Renee nods. “But first on that list, here tonight, has got to be your qualifying match for the King of the Ring tournament.”
Dalton shoots her the finger guns. “Very astute, Nay Nay. My crazy year keeps on going, from my first Rumble to my first Mania, from Dalty Two Belts to Dalty Double Slammy, to now being in consideration for the King of the RING. Hey, crazier things have happened. Just ask my opponent. Matt Hardy, you’re a tag team legend, and a fascinating fellow. But let’s face it, in that ring, on your own, without Nero, with the mileage you have on those bones…well, I don’t care if you’re Broken, Woken, Joken, Smoken or MIDNIGHT TOKEN, you’re going to end up Choken on this fist. I have a ton of respect for you, Matthew, but I’m not holding anything back. I could be crowned the Party King, baby, and if I can fight my way to that crown, you know I’m sticking some FEATHERS on it!”
“Now also in the brackets is the man you held the tag team titles with, Grado.
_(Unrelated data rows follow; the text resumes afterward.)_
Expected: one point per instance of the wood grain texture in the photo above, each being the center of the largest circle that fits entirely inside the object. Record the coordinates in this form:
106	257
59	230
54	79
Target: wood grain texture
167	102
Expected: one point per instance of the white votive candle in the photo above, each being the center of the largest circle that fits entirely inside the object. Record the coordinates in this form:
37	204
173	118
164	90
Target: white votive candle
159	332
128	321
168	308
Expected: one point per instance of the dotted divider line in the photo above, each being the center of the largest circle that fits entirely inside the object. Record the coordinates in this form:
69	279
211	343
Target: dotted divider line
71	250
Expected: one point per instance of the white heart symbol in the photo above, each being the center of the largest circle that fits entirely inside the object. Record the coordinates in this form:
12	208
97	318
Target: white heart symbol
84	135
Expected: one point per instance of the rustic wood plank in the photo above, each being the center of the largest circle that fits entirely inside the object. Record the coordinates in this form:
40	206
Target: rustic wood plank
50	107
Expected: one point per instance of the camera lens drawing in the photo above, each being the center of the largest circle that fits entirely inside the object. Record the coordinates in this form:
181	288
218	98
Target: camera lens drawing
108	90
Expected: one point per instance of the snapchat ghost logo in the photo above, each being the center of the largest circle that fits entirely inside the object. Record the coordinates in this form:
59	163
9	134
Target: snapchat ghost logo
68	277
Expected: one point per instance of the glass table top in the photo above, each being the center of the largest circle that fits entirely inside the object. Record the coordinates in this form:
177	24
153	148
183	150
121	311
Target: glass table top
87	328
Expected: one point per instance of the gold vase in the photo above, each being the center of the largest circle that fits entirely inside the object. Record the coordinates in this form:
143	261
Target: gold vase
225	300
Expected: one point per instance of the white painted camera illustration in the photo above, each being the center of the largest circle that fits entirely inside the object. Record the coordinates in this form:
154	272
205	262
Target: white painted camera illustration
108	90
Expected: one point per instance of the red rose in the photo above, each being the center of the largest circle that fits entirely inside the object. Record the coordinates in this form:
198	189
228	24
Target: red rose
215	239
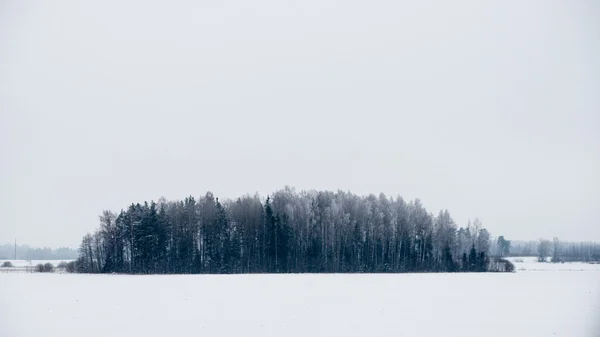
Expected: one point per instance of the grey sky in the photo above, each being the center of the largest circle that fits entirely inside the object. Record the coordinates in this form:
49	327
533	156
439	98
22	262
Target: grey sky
488	109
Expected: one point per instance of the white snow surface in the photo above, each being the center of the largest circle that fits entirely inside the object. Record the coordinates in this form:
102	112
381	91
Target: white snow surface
540	299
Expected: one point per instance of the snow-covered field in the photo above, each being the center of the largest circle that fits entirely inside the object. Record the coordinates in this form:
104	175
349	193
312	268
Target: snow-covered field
537	300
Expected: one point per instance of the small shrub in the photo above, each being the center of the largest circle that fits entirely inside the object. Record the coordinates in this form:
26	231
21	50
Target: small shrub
48	267
44	268
71	267
509	267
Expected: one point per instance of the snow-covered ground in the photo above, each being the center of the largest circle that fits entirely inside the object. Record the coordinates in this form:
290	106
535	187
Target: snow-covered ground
555	302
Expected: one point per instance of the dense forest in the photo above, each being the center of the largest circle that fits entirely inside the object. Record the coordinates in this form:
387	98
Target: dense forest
25	252
556	250
289	232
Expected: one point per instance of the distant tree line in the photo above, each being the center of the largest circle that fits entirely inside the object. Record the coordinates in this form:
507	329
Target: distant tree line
25	252
289	232
550	251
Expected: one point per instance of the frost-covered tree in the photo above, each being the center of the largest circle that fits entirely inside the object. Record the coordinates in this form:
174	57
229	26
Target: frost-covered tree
308	231
543	250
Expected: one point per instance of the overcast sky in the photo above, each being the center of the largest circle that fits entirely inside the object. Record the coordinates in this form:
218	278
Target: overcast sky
490	109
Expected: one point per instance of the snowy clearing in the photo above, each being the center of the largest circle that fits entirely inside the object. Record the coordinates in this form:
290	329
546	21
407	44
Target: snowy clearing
550	303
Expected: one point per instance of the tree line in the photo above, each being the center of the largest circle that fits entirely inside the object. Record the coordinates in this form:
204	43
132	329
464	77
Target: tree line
25	252
550	251
289	232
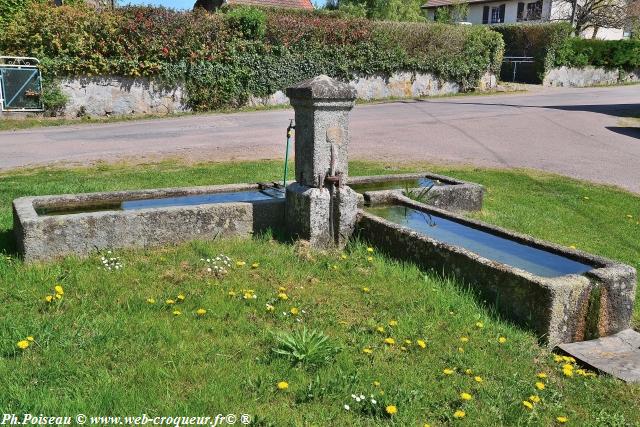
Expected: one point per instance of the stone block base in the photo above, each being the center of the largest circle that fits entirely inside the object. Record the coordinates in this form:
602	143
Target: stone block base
308	215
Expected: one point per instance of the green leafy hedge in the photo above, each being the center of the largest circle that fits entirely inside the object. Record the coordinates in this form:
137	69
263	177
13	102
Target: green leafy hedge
622	54
542	41
224	58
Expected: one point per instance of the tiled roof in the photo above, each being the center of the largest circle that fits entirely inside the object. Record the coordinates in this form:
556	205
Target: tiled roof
437	3
292	4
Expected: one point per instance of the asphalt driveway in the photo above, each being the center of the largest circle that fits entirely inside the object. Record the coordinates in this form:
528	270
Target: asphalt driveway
580	133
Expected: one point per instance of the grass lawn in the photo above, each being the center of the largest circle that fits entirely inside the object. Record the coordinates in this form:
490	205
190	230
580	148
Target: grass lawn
103	349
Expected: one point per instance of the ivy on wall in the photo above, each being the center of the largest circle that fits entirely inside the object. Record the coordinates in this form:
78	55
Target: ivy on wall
223	58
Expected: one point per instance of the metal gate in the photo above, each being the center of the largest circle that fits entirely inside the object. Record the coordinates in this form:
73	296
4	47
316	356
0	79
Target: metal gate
20	84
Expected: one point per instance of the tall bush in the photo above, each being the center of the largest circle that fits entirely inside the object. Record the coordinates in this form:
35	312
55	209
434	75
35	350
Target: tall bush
224	58
541	41
622	54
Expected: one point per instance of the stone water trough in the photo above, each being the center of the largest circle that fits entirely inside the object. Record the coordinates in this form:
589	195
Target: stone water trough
562	294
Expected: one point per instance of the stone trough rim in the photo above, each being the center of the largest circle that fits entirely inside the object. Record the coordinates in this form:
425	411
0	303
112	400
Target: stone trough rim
597	262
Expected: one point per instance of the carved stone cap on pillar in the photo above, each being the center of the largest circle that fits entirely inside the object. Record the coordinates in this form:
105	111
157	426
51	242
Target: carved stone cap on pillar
322	107
321	87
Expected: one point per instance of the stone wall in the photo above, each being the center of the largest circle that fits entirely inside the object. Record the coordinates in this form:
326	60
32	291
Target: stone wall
588	76
104	96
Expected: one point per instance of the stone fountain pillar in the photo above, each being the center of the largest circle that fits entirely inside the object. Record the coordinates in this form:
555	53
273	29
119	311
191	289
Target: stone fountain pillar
319	207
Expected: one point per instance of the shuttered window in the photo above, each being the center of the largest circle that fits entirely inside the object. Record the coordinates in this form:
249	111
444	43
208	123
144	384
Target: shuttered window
520	11
497	14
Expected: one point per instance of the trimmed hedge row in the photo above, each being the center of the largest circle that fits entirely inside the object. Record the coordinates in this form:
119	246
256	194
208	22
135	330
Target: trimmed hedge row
224	58
552	45
541	41
621	54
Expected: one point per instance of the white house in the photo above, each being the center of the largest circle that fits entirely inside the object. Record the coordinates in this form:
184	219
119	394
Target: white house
515	11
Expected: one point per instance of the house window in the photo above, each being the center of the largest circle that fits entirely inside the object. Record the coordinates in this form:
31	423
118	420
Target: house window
497	14
493	15
533	11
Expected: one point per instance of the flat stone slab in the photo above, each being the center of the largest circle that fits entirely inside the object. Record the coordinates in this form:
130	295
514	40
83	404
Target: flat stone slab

And it seems like the two of you may have an incident over the weekend blowing up on social media. Can you tell us more about that?”
Dalton shakes his head. “Grado answered my open challenge, and I was thrilled. I treat Grado like any of my boys, I train him and encourage him, and if any of The Boys wanted to challenge me for the belt, I’d hope they tried their best and showed me what they had in the tank, in the name of friendly competition and sportsmanship. But Grado wasn’t interested in that, and I have no answers as to why.”
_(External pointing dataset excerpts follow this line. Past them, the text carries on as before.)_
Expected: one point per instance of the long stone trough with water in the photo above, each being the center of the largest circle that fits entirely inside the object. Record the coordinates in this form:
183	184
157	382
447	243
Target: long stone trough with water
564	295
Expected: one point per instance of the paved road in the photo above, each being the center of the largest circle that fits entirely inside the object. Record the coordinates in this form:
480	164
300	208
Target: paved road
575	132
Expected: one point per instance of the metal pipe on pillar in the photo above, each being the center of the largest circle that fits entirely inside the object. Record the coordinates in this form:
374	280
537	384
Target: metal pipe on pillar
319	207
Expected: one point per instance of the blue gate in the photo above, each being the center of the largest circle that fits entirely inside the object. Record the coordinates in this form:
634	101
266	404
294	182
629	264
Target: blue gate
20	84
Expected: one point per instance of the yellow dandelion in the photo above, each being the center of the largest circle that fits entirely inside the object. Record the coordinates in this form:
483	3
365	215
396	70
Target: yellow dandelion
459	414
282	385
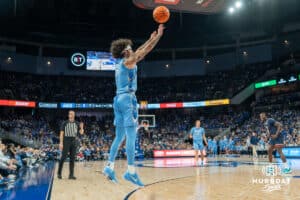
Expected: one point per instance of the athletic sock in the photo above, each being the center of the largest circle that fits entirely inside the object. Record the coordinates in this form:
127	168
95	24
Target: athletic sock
131	169
111	165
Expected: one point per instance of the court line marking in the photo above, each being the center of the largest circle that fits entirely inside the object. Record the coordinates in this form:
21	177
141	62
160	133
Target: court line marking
130	193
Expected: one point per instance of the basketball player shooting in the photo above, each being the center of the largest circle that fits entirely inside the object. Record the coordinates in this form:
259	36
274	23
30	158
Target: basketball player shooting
198	135
125	102
276	140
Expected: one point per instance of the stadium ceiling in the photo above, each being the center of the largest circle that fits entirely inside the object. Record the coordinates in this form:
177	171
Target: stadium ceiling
94	23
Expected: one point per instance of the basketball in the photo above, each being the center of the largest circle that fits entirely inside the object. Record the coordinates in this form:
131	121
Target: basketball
161	14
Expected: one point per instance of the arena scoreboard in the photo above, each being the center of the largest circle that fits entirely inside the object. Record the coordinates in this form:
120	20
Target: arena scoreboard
92	61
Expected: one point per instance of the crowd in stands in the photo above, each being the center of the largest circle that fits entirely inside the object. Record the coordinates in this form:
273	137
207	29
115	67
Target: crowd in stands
171	132
14	158
215	85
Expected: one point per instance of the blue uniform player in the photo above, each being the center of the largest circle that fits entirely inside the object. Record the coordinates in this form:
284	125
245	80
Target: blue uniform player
275	139
198	135
125	102
214	147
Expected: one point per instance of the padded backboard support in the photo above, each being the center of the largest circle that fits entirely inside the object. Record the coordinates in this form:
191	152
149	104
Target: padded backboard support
191	6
“Augh, yew wanner know way, eh?” Grado steps into frame and squares up to Dalton. “All day, efer day, all yew taker bout is Braun Strowman, yew tink he’s yer bes mate, yer NATHEN to ‘em, he’d sooner puntcha then lukitcha! Who’s ben by yeh, bein’ hell back, ME! Grado! It’s Grado’s time! I’m goner be da King of ta Ring!”
Dalton shrugs. “I really don’t think so. I mean, you’re facing Finn Balor tonight. He is a very good wrestler, and he has like 20-pack abs, while you’re built like a kegerator and when you talk it sounds like a fork in a garbage disposal. We have not reached the point in your training where I would even consider putting you in the ring with a Finn Balor. You are several thousand Hindu Squats away from that point.”
Grado pushes Dalton to the side. “Yer all gonna see, yeah, Ima be King of ta Ring and mah first decree: No More Dalton Castle!” He storms off. Castle yells after him.
“That’s not how it works! You don’t actually get any powers, you know! It’s an Honorific!” He turns back to Renee. “It’s an Honorific, Nay Nay. And when I become King, that honorific will feel terrific.”
DC 5.21: Princes of the Universe
Re: DC 5.21: Princes of the Universe
I’m not sure which line made me laugh more... the part about Finn Balor having 20-pack abs, or Dalton trying to explain to Grado that winning KOTR doesn’t actually give him any powers... lol
Re: DC 5.21: Princes of the Universe
This genuinely had me laughing out loud. As I said in Brian's piece, you guys didn't make it easy! Thanks for a great piece, Derek!